Basic usage

The psite-annotation package consists of annotator functions and annotator classes. Using the annotator functions is generally easier, whereas using the annotator classes offers more flexibility.

The first step is always to import the package:

import psite_annotation as pa

After loading your dataframe with pandas, you can then add annotations using one of the annotator functions. These functions always have the same structure, following general pandas principles:

df = pa.addSomeAnnotation(df, other_arguments, optional_argument=optional_argument)

This adds one or more new column(s) to the dataframe with the annotation(s).

Annotator functions

psite_annotation.addPeptideAndPsitePositions(df, ...)

Annotate pandas dataframe with positions of the peptide within the protein sequence based on a fasta file.

psite_annotation.addSiteSequenceContext(df, ...)

Annotate pandas dataframe with sequence context of a p-site.

psite_annotation.addPSPAnnotations(df, ...)

Annotate pandas dataframe with number of high and low-throughput studies according to PhosphositePlus.

psite_annotation.addPSPKinaseSubstrateAnnotations(df, ...)

Annotate pandas dataframe with upstream kinases according to PhosphositePlus.

psite_annotation.addPSPRegulatoryAnnotations(df, ...)

Annotate pandas dataframe with regulatory functions according to PhosphositePlus.

psite_annotation.addDomains(df, ...)

Adds column with domains the peptide overlaps with.

psite_annotation.addTurnoverRates(df, ...)

Annotate pandas dataframe with PTM turnover behavior.

psite_annotation.addInVitroKinases(df, ...)

Annotate pandas dataframe with upstream in vitro kinases according to Sugiyama et al (2019).

psite_annotation.addMotifs(df, motifsFile)

Adds column with motifs the site sequence context matches with.

psite_annotation.addKinaseLibraryAnnotations(df, ...)
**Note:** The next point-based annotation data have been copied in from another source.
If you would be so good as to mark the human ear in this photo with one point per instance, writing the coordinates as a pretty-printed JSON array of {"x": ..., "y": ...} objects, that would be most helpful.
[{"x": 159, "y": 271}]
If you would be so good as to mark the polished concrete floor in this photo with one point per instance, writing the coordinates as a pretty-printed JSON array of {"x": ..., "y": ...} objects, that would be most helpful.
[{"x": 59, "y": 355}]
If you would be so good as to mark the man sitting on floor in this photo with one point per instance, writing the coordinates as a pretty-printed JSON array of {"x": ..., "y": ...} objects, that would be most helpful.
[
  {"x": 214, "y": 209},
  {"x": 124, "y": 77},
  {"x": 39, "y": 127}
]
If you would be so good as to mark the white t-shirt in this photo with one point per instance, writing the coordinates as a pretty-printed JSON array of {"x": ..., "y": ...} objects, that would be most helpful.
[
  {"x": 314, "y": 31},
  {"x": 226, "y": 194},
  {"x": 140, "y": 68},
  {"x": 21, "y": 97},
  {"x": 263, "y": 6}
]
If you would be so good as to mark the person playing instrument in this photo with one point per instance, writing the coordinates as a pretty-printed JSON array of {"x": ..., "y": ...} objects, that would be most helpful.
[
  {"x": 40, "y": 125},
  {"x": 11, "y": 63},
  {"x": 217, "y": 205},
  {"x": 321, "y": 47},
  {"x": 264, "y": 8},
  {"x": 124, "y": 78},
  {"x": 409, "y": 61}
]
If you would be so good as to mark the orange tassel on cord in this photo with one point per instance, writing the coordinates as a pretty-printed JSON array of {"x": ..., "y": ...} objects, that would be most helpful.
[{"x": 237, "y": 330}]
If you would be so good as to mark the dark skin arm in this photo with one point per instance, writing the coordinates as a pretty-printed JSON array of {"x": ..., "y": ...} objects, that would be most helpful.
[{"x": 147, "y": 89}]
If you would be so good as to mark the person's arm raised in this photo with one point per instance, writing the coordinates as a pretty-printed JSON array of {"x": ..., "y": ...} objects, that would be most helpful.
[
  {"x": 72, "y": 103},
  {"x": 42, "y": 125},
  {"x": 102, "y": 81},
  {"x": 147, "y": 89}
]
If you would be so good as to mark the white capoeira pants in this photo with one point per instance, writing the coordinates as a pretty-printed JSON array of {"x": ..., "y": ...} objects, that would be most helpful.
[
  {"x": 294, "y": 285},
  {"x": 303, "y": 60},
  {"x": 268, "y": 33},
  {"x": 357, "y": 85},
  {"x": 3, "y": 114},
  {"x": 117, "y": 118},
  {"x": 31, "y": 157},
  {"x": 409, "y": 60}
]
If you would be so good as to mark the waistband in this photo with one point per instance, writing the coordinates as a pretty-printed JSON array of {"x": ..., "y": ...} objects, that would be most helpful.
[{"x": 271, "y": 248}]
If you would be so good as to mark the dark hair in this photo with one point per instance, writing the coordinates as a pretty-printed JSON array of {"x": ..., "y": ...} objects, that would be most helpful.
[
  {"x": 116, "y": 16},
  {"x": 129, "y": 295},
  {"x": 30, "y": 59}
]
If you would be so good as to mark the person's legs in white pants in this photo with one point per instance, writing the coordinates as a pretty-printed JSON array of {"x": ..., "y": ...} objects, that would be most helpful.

Annotate pandas dataframe with highest scoring kinases from the kinase library.

Please note the following:

  • Each annotator function has one or more required columns, which are listed in the documentation of the corresponding function.

  • Multiple annotator functions can (and some times have to) be applied to the dataframe in succession.

  • The documentation of each annotator function also includes one or more examples.

Example: Add upstream kinases

To add upstream kinases to a pandas dataframe df with columns Proteins (UniProt identifiers separated by semicolons, e.g. Q86U42-2;Q86U42) and Modified sequence (standard MaxQuant notation, e.g. (ac)AAAAAAAAAAGAAGGRGS(ph)GPGR):

import psite_annotation as pa

df = pa.addPeptideAndPsitePositions(df, pa.pspFastaFile, pspInput = True)
df = pa.addPSPKinaseSubstrateAnnotations(df, pa.pspKinaseSubstrateFile)

We first annotate the peptide and modification positions within the protein using addPeptideAndPsitePositions(). This adds a column with an identifier for the phosphosite, which can then be mapped to the phosphorylating kinase using addPSPKinaseSubstrateAnnotations().